A knack for listening and problem solving, a love of children, and a desire to teach led Dr. Werdenschlag to the field of developmental psychology and Vermont State University where she has been teaching for more than 30 years. Growing up, Dr. Werdenschlag thought she wanted to be either an elementary school teacher or a child psychologist. It was during her junior year of college, however, that her career goals changed thanks to an academic advisor who introduced her to a field she never knew existed-developmental psychology. It combined everything she liked to do in a way she had never before considered, which included teaching at the university level. What Dr. Werdenschlag loves the most about Vermont State University are the students and the authentic connection to the community. She appreciates the small classes where she has the opportunity to get to know each and every one of her students individually and personally. She finds it rewarding to be able to not only follow her students’ success at Vermont State University, but to be able to stay connected with them after graduation and watch them flourish in their own professional careers.
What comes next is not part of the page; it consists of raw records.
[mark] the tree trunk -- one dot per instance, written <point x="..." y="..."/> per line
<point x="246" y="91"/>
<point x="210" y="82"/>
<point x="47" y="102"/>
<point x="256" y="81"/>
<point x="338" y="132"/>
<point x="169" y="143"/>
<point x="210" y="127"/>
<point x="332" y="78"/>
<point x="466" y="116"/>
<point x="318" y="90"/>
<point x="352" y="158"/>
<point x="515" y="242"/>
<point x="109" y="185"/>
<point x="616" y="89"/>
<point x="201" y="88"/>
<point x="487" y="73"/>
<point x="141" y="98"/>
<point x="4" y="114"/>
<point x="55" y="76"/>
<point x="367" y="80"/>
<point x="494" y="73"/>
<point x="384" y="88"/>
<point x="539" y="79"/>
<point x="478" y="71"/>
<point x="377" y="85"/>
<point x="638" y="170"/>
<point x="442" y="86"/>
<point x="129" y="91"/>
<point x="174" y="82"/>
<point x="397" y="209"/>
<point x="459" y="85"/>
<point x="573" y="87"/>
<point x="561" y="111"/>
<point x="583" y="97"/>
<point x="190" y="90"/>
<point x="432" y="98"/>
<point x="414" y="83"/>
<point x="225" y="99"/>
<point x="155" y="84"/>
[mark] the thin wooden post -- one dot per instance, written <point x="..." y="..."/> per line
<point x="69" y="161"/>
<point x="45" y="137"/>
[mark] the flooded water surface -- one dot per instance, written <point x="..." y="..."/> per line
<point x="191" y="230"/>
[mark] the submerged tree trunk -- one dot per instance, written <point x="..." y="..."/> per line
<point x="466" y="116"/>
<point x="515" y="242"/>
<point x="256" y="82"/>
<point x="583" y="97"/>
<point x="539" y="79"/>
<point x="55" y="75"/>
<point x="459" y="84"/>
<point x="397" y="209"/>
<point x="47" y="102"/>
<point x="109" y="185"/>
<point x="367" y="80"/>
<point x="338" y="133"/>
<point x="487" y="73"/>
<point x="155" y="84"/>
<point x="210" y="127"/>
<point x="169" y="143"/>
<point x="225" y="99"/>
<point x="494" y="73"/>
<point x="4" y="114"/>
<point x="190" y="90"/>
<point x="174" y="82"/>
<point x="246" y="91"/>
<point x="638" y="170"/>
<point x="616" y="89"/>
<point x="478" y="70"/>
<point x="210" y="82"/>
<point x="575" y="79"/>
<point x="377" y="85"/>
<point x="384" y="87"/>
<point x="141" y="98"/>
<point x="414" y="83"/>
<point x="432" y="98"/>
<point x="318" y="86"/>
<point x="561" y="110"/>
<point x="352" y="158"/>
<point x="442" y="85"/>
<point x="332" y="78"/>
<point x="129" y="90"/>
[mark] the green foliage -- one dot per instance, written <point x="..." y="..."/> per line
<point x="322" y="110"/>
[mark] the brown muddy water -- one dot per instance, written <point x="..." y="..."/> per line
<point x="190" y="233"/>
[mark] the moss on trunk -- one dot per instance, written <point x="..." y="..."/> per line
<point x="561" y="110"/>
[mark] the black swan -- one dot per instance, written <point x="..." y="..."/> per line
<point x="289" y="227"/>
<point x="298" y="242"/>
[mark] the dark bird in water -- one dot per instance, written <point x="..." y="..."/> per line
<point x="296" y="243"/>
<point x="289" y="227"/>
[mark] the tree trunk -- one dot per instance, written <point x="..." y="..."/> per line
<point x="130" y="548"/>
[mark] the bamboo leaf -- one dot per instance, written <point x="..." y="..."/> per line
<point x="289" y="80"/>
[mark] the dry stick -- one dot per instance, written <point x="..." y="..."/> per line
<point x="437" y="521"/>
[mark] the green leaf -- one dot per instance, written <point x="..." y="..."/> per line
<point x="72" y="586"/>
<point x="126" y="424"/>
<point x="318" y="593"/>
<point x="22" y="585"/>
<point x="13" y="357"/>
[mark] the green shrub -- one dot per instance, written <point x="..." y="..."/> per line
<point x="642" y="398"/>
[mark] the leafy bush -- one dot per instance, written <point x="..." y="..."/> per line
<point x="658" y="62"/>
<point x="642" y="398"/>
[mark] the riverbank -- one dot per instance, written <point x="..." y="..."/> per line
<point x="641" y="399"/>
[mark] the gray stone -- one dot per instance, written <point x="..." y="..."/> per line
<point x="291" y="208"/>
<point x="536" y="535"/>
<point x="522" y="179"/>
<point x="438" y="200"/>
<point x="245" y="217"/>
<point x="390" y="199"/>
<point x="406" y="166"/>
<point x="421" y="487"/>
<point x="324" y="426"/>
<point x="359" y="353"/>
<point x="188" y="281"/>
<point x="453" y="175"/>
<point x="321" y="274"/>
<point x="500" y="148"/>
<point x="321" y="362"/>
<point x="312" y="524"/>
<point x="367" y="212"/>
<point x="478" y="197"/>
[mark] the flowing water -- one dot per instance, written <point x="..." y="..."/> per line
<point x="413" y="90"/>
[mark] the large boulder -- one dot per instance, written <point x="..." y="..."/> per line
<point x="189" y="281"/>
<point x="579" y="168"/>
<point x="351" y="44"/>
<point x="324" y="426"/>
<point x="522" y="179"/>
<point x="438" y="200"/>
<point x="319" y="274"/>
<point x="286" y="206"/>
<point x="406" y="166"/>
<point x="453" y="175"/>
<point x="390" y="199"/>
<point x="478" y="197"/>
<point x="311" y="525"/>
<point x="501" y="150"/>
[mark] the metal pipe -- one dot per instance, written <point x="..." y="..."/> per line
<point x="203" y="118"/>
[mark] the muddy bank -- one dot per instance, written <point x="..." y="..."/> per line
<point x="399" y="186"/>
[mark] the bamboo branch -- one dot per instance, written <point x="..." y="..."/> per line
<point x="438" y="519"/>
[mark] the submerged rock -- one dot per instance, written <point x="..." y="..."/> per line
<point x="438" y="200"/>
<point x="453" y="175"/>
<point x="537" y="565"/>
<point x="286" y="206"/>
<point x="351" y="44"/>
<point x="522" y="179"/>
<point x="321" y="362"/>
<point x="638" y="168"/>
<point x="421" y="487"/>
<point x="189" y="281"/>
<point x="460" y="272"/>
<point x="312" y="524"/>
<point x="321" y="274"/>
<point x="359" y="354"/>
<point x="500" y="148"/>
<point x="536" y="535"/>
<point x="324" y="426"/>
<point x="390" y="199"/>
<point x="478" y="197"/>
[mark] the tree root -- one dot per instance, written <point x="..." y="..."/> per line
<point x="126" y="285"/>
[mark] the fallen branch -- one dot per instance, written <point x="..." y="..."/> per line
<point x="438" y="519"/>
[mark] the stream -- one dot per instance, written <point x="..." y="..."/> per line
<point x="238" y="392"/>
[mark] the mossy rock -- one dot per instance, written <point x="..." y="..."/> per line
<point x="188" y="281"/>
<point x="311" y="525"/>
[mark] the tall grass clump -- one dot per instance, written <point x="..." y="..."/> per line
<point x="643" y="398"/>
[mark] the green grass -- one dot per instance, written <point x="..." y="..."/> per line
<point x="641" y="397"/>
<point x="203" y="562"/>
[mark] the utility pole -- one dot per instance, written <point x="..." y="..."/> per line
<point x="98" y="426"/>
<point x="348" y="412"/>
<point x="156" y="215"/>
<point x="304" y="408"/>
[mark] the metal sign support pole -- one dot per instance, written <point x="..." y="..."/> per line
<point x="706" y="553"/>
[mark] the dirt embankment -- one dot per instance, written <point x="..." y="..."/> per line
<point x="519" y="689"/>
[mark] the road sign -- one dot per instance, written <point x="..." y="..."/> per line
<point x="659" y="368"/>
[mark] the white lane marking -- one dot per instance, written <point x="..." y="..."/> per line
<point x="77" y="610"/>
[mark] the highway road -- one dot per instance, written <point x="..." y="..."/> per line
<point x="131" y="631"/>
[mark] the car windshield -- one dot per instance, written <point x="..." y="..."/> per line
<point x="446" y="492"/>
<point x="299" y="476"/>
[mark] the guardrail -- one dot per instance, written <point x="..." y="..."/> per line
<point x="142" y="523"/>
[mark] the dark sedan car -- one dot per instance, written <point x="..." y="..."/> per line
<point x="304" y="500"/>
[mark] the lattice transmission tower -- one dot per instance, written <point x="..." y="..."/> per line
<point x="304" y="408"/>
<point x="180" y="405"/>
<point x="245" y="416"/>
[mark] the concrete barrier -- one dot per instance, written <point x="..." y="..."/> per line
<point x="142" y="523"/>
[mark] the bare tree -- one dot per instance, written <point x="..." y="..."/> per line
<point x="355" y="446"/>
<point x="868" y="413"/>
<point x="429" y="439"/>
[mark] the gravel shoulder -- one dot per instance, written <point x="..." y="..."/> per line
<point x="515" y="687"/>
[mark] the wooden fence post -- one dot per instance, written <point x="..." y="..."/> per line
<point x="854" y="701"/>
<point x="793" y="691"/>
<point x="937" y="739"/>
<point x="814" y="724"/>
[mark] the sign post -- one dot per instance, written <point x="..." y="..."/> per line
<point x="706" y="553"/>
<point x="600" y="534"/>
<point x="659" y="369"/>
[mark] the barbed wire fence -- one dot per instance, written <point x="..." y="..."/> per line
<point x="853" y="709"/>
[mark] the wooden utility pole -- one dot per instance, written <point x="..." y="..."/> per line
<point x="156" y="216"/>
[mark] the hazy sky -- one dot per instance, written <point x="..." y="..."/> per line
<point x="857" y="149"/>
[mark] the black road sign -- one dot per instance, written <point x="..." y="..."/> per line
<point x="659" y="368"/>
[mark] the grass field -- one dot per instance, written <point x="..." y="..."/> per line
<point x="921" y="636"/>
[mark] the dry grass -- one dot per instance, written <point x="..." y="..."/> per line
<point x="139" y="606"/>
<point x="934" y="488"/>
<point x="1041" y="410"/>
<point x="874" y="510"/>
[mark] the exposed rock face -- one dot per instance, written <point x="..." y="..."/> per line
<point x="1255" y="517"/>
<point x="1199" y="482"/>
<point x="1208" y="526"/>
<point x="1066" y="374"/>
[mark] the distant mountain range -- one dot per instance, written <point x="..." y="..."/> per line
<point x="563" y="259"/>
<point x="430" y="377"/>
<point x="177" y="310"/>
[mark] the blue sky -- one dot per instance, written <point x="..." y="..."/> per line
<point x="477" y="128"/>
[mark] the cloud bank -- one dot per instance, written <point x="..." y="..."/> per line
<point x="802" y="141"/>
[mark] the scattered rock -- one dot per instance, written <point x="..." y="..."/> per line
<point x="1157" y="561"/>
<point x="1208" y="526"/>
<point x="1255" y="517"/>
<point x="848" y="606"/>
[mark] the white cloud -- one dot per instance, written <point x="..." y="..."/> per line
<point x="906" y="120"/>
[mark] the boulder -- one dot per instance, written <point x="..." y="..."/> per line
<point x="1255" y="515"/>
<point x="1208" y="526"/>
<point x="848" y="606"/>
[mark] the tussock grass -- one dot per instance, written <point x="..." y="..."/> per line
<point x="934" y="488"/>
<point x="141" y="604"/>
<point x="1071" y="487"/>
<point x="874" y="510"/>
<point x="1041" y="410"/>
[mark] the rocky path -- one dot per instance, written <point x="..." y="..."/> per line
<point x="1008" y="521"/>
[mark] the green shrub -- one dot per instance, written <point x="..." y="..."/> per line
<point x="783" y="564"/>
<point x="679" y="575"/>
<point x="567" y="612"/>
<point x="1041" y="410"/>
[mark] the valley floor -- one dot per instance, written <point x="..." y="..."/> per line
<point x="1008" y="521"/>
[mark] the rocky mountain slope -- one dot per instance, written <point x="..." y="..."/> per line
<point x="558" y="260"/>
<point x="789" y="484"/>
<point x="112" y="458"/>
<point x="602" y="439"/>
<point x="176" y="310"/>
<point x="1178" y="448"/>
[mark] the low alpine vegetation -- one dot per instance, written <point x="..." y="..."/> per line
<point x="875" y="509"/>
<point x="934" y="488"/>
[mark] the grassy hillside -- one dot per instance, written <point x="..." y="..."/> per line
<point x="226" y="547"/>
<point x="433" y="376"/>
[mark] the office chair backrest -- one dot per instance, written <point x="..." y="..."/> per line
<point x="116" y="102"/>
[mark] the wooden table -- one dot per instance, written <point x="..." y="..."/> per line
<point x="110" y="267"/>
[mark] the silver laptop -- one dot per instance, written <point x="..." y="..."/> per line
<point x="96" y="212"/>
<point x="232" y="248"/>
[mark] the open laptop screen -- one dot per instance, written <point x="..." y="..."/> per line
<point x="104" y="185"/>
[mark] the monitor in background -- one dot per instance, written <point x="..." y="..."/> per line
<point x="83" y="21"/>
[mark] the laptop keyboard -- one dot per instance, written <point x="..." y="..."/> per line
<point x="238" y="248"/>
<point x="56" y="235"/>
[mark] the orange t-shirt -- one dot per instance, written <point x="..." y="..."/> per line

Dr. Werdenschlag’s academic interests and specialties within developmental psychology include cognitive development, family relationships, and cross-cultural issues. Her early research focused on metacognition, parent influences on children’s school performance, and parent-adolescent relationships. Dr. Werdenschlag’s current interest in cross-cultural psychology stems from her high school experience as an exchange student in Istanbul, Turkey, her second undergraduate major in anthropology, and her love of travel. She enjoys leading travel trips with students.
Dr. Werdenschlag received her Ph.D. and M.S. in Developmental Psychology from Tulane University in New Orleans, LA, and she received in B.A. in Psychology and Anthropology from Emory University in Atlanta, GA.